Gli artisti del gotico internazionale applicarono lo stesso spirito di osservazione e lo stesso gusto delle cose belle e delicate nel ritrarre il mondo che li circondava. Si era usato ornare i calendari con scene che illustravano le varie occupazioni dell'anno. Un calendario annesso a un libro di preghiere che un ricco borgognone aveva commissionato alla bottega dei fratelli de Limbourg, mostra come queste pitture dal vero avessero guadagnato in vivacità e sprito d'osservazione. 


Paul e Jean de Limbourg

La miniatura rappresenta la festa di primavera che si celebrava ogni anno alla corte ducale. I gentiluomini cavalcano attraverso un bosco in abbigliamenti vivaci e inghirlandati di fronde e fiori. Ancora una volta dobbiamo pensare a Chaucer e ai suoi pellegrini, perché anche il nostro miniaturista si sforzò di caratterizzare i diversi tipi. Un dipinto come questo venne probabilmente eseguito con la lente d'ingrnadimento ee dovrebbe essere guardato con la stessa appassionata attenzione. Tutti i particolari squisiti di cui l'artista ha affollato la pagina si fondono nel costruire un quadro che si avvicina molto a una scena reale. L'artista ha chiuso lo sfondo con una sorta di cortina d'alberi dietro la quale spuntano i tetti di un vasto castello. La sua arte sembra tanto lontana dalla tecnica narrativa simbolica dei pittori precedenti che solo con uno sforzo ci si può rendere conto che nemmeno lui riesce a creare lo spazio intorno alle sue figure, e che raggiunge l'illusione della realtà soprattutto attraverso un più intenso rilievo del particolare. Gli alberi non sono alberi reali dipinti dal vero, ma piuttosto una fila di alberi simboolici, l'uno accanto all'altro, e i volti sono ancora sviluppati più o meno secondo un'unica piacevole formula. Dalla chiarezza e dalla comunicabilità necessarie a una narrazione sacra, l'interesse si era andato gradatamente spostando verso una rappresentazione capace di rendere, un aspetto della natura. I due ideali non sono necessariamente contrastanti. Era possibile mettere la conoscenza della natura di recente conquista al servizio dell'arte religiosa come avevano fatto i maestri del Trecento, e come altri maestri avrebbero fatto dopo di loro; ma, il compito era comnque cambiato. Ora l'artista doveva essere capace di fare studi dal vero e inserirli nei suoi dipinti. Cominciò dunque a usare un taccuino, accumulandovi una provvista di schizzi di piante e di animali rari e belli. 

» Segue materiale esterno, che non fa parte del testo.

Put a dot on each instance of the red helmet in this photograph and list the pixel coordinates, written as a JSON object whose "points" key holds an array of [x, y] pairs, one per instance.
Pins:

Antonio Pisanello. Studi di scimmia. 1430

Un disegno eseguito da un artista dell'Italia settentrionale, Antonio Pisano detto il Pisanello (1397-1455), appena una ventina d'anni dopo la miniatura dei de Limbourg, mostra come gli artisti si dedicassero ormai con passione a studiare un animale vivo. Il pubblico cominciò a giudicare in base all'abilità con cui era ritratta la natura e all'abbondanza di particolari attraenti che arricchivano i quadri. Gli artisti non si accontentavano più della maestria recentemente acquistata nel dipingere particolari quali fiori o animali dal vero; volevano investigare le leggi dell'ottica e raggiungere una conoscenza tale del corpo umano, da poterlo rendere in statue e quadri come avevano fatto i greci e i romani. Quando il loro interesse prese questa direzione, si giunse al periodo comunemente noto sotto il nome di Rinascimento.